調べでは、小川容疑者は2年、公務員だった母親の退職金を頼りに大阪府門真市に3階建て住宅を購入した。6年に妻と離婚してから生活が荒れ始め、競馬やパチンコにのめり込むようになったという。
13年には大手電機メーカーの希望退職に応じ、約1000万円の退職金を受け取ったが、1年後には消費者金融から借金を重ねており、わずか1年で退職金を使い果たしたとみられる。
16年には母親が病死し、一人っ子だったため遺産をすべて相続。生命保険金や実家と門真市の自宅の売却で、総額約5000万円を手にしたという。
小川容疑者はこの金で100万円余りの借金を返済するとともに、約1300万円で大阪府東大阪市の中古マンションを購入した。

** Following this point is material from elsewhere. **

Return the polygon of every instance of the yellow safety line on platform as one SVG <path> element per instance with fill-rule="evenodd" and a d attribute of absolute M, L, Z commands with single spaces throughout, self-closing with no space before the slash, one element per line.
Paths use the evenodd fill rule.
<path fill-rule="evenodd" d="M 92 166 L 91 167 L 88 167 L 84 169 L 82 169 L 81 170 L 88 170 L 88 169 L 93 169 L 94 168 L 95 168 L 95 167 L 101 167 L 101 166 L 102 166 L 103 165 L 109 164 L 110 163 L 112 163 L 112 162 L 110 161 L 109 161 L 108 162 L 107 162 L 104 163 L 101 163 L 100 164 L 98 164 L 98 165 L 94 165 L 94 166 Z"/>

手元には約3500万円が残った計算だが、2年も持たずに使い果たしたとみられ、18年夏ごろには再び消費者金融から借り入れを始めていた。
知人によると、小川容疑者はキャバクラに通い、「自分の女に店をさせている」と吹聴。ブランド品を身につけ、ギャンブルのかけ金も高額になっていた。
19年4月には借金は600万円になり、マンションを売却して返済。その後、賃貸マンションに移ったが、家賃も払えなくなり、今年4月から生活保護を受給していた。
小川容疑者は電機メーカーを退職後、タクシーや代行運転の運転手などの仕事がいずれも長続きしなかった。無職になった昨年末以降は、鬱病(うつびょう)や心臓病で入院するなど体調が悪化していたという。